May 28, 2013 – Lenore Weaver started flipping burgers at the White Spot in 1959, about the time that I arrived in Anchorage as a boy. In those days it was located alongside an alley on C Street between Fourth and Fifth Avenues in downtown Anchorage. Near the Army-Navy Surplus store and the endless stream of establishments on Fourth Avenue to which Bob Hope once referred as “…the longest bar in the world.”
As a teenager the White Spot was irresistible. Great burgers and fries. Lenore’s fries were so famous that she was known at times to simply ask customers, “What do you want with your fries?” And the two pinball machines along the back wall of the small space presented a never ending challenge to still developing hand-to-eye coordination.
Lenore passed away in 1999. Fourth Avenue is more genteel these days than it once was. The White Spot lives on, in a new location directly on Fourth Avenue near A Street, just a couple of blocks from its original location.

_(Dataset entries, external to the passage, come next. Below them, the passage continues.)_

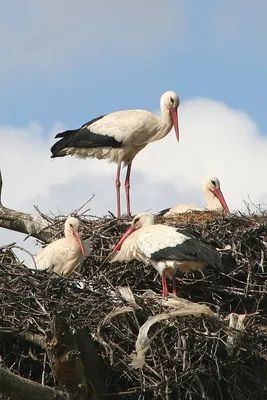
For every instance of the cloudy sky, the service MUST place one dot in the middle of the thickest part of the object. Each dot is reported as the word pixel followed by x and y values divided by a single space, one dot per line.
pixel 64 63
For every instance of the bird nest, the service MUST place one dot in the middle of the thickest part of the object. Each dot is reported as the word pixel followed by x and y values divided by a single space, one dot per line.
pixel 209 343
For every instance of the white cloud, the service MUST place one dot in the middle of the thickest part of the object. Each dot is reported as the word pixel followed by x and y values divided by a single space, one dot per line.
pixel 47 34
pixel 214 140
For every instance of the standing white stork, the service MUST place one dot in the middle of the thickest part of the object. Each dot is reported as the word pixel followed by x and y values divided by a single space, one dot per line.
pixel 119 136
pixel 165 248
pixel 215 201
pixel 63 255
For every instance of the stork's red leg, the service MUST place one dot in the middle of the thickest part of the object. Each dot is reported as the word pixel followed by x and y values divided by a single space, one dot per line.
pixel 127 189
pixel 164 285
pixel 174 291
pixel 118 185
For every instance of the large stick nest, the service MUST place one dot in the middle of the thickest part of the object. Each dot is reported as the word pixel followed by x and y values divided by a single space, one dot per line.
pixel 189 357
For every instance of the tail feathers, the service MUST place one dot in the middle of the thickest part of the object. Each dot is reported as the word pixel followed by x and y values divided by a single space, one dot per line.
pixel 66 140
pixel 66 133
pixel 161 213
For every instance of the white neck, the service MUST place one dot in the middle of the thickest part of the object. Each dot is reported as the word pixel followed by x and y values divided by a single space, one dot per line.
pixel 211 200
pixel 68 234
pixel 165 123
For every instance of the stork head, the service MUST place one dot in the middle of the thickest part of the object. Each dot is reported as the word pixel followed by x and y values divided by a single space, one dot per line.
pixel 170 101
pixel 211 184
pixel 72 228
pixel 140 220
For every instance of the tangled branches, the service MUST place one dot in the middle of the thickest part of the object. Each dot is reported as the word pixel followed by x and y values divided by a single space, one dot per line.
pixel 189 357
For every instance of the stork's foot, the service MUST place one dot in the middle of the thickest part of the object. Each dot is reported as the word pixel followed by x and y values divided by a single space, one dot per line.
pixel 174 291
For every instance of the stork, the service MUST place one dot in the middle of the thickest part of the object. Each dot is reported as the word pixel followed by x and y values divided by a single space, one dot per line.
pixel 165 248
pixel 119 136
pixel 63 255
pixel 215 201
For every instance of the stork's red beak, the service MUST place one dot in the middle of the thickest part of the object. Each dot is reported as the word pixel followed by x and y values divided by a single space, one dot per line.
pixel 77 237
pixel 174 117
pixel 129 231
pixel 219 195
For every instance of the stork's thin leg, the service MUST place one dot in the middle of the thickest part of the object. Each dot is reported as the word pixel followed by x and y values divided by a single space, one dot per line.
pixel 127 189
pixel 164 285
pixel 174 291
pixel 118 191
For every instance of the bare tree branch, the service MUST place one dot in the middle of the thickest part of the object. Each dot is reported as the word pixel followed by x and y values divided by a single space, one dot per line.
pixel 35 226
pixel 17 388
pixel 65 361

Tom Doerner owns the place now and works the grill in the still small café like a master. The White Spot retains the fame of its burgers and fries but Tom has added halibut, plated or in a sandwich, ablaze with the fresh seafood flavor that keeps regulars coming back for years. He also offers cole slaw in place of the fries.
I met my longtime friend Willie Hensley there for lunch. In addition to being a close friend for a few decades, Willie is one of the most interesting people I know. An Inupiaq from Kotzebue, he is the author of the book “Fifty Miles From Tomorrow” that tells the story of his life and that of his people. The Inupiat are those people whose traditional homelands are along the northern and western coasts of Alaska. The northern Eskimo.

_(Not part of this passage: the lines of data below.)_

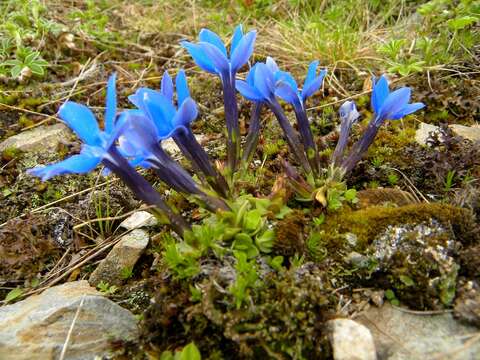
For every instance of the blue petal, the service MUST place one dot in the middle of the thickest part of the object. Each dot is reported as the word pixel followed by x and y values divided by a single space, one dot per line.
pixel 272 65
pixel 166 88
pixel 186 113
pixel 199 56
pixel 139 135
pixel 82 121
pixel 311 73
pixel 111 106
pixel 243 51
pixel 394 103
pixel 348 112
pixel 210 37
pixel 237 36
pixel 248 91
pixel 76 164
pixel 182 87
pixel 379 94
pixel 264 81
pixel 161 111
pixel 313 86
pixel 283 76
pixel 218 59
pixel 284 90
pixel 137 98
pixel 407 110
pixel 251 75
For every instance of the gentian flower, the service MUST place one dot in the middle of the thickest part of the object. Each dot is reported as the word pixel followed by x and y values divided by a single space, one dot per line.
pixel 391 105
pixel 174 121
pixel 211 55
pixel 386 106
pixel 260 87
pixel 99 147
pixel 348 116
pixel 139 140
pixel 286 88
pixel 96 143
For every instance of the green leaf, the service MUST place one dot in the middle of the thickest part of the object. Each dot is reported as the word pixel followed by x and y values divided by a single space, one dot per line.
pixel 16 70
pixel 36 69
pixel 242 242
pixel 13 294
pixel 252 220
pixel 351 196
pixel 264 242
pixel 12 62
pixel 189 352
pixel 461 22
pixel 389 294
pixel 30 57
pixel 283 212
pixel 166 355
pixel 276 263
pixel 406 280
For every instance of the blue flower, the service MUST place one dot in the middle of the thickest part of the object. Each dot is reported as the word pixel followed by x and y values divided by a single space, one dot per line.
pixel 287 88
pixel 96 143
pixel 265 81
pixel 391 105
pixel 210 54
pixel 160 108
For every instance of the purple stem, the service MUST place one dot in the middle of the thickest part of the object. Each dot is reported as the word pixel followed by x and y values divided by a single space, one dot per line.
pixel 345 128
pixel 253 133
pixel 143 190
pixel 307 137
pixel 290 135
pixel 231 117
pixel 194 151
pixel 361 146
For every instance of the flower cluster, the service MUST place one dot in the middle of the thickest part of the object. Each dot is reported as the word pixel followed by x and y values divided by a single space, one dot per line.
pixel 133 138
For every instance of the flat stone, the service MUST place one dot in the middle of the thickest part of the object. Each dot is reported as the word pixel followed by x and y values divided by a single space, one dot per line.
pixel 138 220
pixel 37 327
pixel 172 148
pixel 124 255
pixel 350 340
pixel 402 335
pixel 423 133
pixel 467 132
pixel 41 138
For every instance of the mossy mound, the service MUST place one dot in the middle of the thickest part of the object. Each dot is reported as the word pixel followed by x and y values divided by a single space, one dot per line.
pixel 285 318
pixel 411 250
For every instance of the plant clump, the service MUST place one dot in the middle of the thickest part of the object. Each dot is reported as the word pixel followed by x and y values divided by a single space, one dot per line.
pixel 283 318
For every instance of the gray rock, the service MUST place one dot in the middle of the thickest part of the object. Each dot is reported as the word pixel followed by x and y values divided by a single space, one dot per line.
pixel 401 335
pixel 350 340
pixel 41 138
pixel 37 327
pixel 423 132
pixel 467 132
pixel 419 260
pixel 172 148
pixel 124 255
pixel 138 220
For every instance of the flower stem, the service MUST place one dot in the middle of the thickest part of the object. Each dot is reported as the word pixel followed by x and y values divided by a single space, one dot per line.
pixel 194 151
pixel 144 191
pixel 360 147
pixel 307 137
pixel 253 134
pixel 231 117
pixel 290 135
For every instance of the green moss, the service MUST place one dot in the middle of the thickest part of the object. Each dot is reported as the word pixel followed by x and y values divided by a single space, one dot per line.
pixel 367 223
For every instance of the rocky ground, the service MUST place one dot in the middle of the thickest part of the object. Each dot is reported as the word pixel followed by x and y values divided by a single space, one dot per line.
pixel 83 267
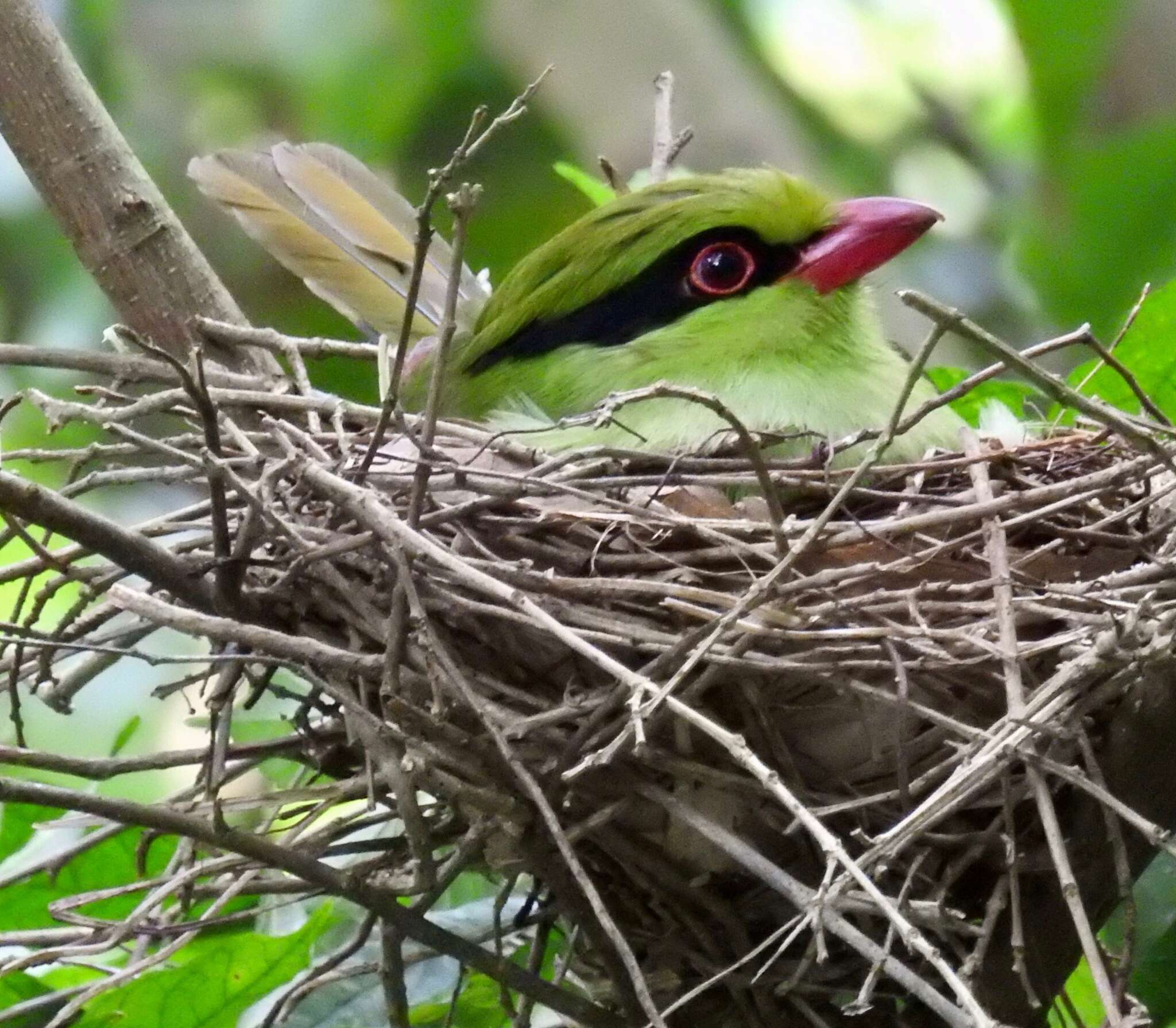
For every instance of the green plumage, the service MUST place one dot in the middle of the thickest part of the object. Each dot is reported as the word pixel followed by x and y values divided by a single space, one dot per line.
pixel 782 358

It was his paper, written for a graduate course at the University of Alaska in Fairbanks many years ago, that laid the foundation for what became the Alaska Native Land Claims Settlement Act in the early ‘70s changing the economics of Alaska forever. After a successful career in politics and business, Willie now divides his time between consulting and as a Distinguished Visiting Professor at the University of Alaska in Anchorage.

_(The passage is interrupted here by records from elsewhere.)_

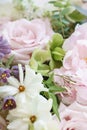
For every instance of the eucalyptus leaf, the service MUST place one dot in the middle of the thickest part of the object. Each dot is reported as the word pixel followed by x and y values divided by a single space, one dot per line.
pixel 77 16
pixel 58 53
pixel 9 61
pixel 57 89
pixel 55 104
pixel 67 10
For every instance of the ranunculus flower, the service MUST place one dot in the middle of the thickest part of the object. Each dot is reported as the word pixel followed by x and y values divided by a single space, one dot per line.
pixel 73 117
pixel 34 113
pixel 25 36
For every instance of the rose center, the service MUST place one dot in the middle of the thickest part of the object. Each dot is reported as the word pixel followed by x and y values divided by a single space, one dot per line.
pixel 33 118
pixel 21 88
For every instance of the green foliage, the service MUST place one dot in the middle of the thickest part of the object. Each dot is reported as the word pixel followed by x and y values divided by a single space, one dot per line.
pixel 44 61
pixel 66 16
pixel 58 54
pixel 51 94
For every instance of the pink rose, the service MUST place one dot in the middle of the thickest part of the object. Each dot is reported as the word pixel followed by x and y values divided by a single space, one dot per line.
pixel 25 36
pixel 73 117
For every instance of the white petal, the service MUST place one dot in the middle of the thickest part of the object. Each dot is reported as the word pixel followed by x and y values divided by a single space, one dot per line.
pixel 7 91
pixel 35 89
pixel 18 124
pixel 13 81
pixel 40 125
pixel 29 74
pixel 20 73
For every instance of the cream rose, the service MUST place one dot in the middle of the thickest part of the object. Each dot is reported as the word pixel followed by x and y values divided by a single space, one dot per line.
pixel 25 36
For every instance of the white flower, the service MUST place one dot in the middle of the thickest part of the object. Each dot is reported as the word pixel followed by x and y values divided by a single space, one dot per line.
pixel 34 113
pixel 30 85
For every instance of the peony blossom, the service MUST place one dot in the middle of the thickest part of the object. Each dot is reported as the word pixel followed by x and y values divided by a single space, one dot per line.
pixel 4 47
pixel 25 36
pixel 73 117
pixel 31 85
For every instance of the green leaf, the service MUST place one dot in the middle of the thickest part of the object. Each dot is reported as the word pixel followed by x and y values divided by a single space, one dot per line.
pixel 9 61
pixel 77 16
pixel 58 54
pixel 67 10
pixel 55 104
pixel 57 89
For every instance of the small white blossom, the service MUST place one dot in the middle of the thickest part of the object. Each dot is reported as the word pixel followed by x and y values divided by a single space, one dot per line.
pixel 30 85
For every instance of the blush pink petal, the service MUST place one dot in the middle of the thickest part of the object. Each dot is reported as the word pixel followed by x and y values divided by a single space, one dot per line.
pixel 25 36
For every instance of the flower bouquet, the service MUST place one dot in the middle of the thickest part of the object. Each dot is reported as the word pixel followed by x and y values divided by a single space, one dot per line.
pixel 43 65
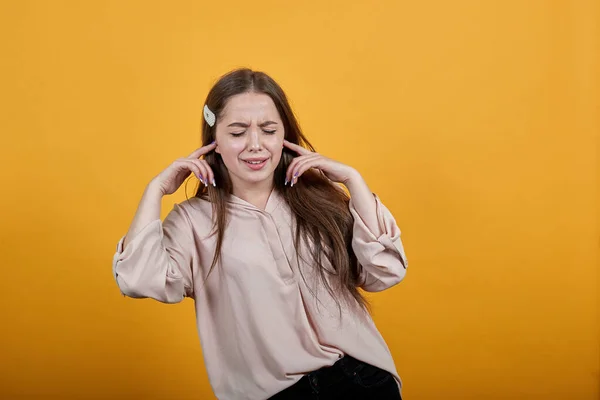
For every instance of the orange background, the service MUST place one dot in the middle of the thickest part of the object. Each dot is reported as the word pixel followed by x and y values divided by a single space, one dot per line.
pixel 475 122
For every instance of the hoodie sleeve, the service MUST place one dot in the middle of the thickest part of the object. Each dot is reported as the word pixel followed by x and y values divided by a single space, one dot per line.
pixel 157 262
pixel 382 259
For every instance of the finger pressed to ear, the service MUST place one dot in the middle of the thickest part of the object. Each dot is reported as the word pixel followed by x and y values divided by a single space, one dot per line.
pixel 299 165
pixel 297 148
pixel 203 150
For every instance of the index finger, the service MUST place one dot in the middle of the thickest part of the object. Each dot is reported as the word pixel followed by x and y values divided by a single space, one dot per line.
pixel 297 148
pixel 203 150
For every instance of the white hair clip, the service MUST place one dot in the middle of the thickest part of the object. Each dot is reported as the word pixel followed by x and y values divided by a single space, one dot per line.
pixel 209 116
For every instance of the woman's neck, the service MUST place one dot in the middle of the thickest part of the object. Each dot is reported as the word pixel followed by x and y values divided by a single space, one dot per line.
pixel 256 194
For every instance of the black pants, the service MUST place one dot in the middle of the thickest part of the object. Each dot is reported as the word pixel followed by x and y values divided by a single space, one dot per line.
pixel 348 379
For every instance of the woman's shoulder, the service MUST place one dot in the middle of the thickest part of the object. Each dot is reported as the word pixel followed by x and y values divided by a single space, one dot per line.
pixel 197 210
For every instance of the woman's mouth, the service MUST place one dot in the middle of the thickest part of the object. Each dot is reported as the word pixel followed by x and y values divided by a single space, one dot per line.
pixel 256 164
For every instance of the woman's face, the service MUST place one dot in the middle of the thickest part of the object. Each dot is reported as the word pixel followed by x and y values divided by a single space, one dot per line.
pixel 249 139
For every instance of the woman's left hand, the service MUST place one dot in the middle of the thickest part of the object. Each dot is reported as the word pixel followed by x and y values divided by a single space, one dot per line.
pixel 307 159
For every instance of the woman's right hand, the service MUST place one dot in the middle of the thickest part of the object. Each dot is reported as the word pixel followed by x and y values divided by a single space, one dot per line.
pixel 169 180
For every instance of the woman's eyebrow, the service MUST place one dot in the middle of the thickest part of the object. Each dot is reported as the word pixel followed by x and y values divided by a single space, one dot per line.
pixel 245 125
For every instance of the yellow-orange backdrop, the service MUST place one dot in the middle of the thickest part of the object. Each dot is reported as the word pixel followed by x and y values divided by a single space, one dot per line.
pixel 476 123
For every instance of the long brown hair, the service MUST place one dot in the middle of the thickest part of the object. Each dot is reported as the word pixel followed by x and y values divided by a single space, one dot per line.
pixel 320 207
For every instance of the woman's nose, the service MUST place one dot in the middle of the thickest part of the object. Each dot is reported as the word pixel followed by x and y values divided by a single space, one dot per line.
pixel 254 139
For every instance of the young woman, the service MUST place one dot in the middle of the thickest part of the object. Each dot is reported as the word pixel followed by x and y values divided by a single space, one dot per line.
pixel 273 252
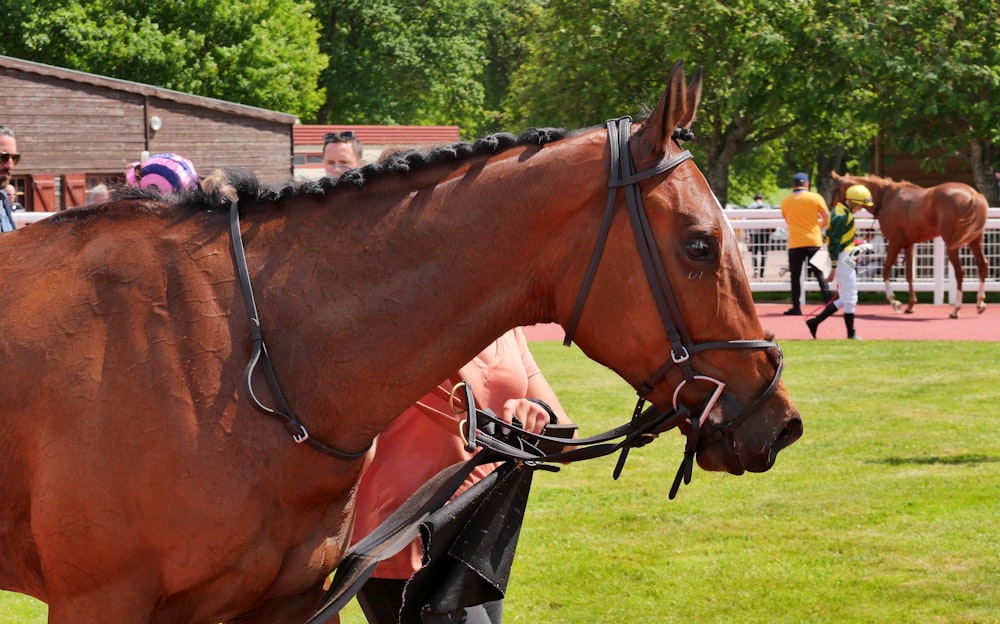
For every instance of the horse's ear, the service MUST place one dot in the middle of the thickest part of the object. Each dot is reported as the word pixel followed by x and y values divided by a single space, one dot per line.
pixel 676 109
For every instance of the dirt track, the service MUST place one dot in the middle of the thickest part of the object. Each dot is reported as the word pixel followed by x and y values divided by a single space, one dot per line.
pixel 872 322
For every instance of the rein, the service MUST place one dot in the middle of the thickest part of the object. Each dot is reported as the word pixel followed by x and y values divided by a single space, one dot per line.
pixel 259 355
pixel 682 348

On this day he was just another hungry Alaskan. And so was I. Hungry for a White Spot burger.
Though I have heard rave reviews of the White Spot halibut that would have to wait for another day. I wanted a White Spot burger. Better yet a White Spot chili burger.
It came covered with chili and heavily sprinkled with onions and the hand full of pickled jalapeno slices I had asked Tom to toss on top. It was every bit as good as I remembered from the days when Lenore worked the grill. So were the fries. Perfectly browned and bright with familiar flavor.
As I attacked the chili burger and Willie his cheeseburger, three nuns came in and sat at a small table next to us. One of them told Tom that her sister had sent money for her to come to the White Spot. They ordered the halibut.
A Harley pulled into the empty parking space directly in front of the door. The rider, in full Harley leathers, his braided pony tail and full beard shot with streaks of gray, came in and sat at the counter. He left his puppy perched on the passenger seat, wearing little doggie goggles and safely encased in a container that appeared custom designed to keep the little pet safe.
A couple seated next to the Harley guy asked about the puppy. We learned her name was Sheba. The lady asked if she could pet her. “Say her name first,” was the reply. She did.
Peaceful coexistence. So White Spot.